A Shortage of IV Fluid Is Hitting Massachusetts Hospitals

Adjustments are being made amid a national problem.


photo via istock.com/kupicoo

A shortage of bags containing IV fluid touched off by hurricane damage in Puerto Rico has hit hospitals around the country, and institutions like Massachusetts General Hospital have had to make some adjustments to keep up.

That’s according to Mass General’s chief medical officer Dr. O’Neil Britton, who shared an inside look on WBUR this week at just how much the problem is affecting care at home.

“There is a general worry,” he said, adding that he does not believe it’s impacted patient care and that nurses have stepped up at a time when many are on edge about whether the problem will deepen. The hospital has also made use of a Hospital Incident Command System typically reserved for crises to address the issue, WBUR reports.

The problem comes in the wake of the devastation in Puerto Rico from Hurricane Maria, which damaged the island’s many pharmaceutical manufacturing plants and has impacted the flow of drugs to the rest of the U.S. Even without a hurricane, this aspect of patient care has always been especially volatile.

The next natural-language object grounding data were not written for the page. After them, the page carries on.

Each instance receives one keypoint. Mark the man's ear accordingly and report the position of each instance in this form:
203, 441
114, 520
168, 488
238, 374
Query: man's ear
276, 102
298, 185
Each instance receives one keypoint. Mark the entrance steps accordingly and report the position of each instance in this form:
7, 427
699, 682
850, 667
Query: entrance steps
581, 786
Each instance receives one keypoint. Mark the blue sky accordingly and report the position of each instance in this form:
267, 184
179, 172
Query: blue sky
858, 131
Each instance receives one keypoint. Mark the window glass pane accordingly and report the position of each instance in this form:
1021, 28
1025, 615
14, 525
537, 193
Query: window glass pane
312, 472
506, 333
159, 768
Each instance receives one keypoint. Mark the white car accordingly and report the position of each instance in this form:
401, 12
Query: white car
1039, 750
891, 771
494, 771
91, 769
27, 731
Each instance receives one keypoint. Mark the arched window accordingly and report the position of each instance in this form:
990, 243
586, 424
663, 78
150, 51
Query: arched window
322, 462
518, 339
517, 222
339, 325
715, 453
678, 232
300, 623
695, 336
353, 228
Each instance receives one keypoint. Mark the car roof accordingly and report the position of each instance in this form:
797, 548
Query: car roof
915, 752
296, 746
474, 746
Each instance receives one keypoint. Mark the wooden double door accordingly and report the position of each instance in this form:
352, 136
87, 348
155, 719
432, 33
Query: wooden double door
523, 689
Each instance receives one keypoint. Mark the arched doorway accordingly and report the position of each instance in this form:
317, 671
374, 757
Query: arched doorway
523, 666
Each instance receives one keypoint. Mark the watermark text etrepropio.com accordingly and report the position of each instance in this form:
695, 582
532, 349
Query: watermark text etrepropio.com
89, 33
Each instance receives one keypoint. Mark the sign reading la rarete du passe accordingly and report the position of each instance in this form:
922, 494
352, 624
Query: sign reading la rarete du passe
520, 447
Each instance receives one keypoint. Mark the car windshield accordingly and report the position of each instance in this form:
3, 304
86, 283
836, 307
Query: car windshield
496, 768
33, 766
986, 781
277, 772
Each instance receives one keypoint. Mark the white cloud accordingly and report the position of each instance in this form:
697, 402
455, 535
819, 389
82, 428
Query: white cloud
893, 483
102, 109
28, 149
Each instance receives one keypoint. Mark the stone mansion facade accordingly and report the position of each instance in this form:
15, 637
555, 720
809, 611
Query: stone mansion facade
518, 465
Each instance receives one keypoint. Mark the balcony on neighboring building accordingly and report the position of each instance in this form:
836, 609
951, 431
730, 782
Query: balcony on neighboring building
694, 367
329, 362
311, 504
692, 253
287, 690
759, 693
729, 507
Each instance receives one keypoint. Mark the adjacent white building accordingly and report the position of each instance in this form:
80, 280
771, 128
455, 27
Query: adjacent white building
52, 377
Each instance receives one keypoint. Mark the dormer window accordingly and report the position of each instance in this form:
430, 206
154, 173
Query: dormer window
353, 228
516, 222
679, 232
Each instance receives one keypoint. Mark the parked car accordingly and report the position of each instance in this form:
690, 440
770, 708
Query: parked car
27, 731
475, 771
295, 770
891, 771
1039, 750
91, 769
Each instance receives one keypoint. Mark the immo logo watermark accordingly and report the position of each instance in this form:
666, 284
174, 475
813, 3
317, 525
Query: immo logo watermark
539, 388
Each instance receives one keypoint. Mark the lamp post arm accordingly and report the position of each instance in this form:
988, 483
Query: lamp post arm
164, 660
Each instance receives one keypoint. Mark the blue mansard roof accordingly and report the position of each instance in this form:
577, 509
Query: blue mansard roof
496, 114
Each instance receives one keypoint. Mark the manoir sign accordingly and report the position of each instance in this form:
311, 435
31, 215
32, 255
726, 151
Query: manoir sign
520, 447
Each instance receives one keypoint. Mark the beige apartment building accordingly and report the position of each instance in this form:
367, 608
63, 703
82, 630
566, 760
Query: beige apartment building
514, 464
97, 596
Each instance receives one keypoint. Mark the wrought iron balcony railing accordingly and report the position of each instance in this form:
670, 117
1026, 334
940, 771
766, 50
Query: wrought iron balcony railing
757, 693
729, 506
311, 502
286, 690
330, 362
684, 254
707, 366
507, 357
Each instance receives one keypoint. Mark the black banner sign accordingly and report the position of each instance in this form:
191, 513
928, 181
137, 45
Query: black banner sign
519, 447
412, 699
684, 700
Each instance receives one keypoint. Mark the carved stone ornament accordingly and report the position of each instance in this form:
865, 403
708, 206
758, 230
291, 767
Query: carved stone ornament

The FDA reports that saline solution has “been intermittently in shortage dating back to 2014.” But the storm has made it much worse, and the FDA is now monitoring 90 products at risk of shortage.

So at hospitals like Mass. General, nurses have begun taking a number of steps to use fewer of the bags, Britton said. They are being encouraged to give some medications orally, or inject them directly, rather than through an IV drip bag. Hospitals have started manually filling the smaller “mini-bags”—which are in particularly short supply—in-house. The American Society of Health System Pharmacists has also released a set of detailed recommendations on how to make every drop count. But all of those workarounds can add to the time it takes for a nurse to care for a patient and increase the cost of that care to the hospital, not to mention add to the workload of an already stressful job.

The FDA now hopes to see the problem resolved by the end of the year, and industry watchers think supply should get closer to normal levels sometime in early 2018. Let’s hope so.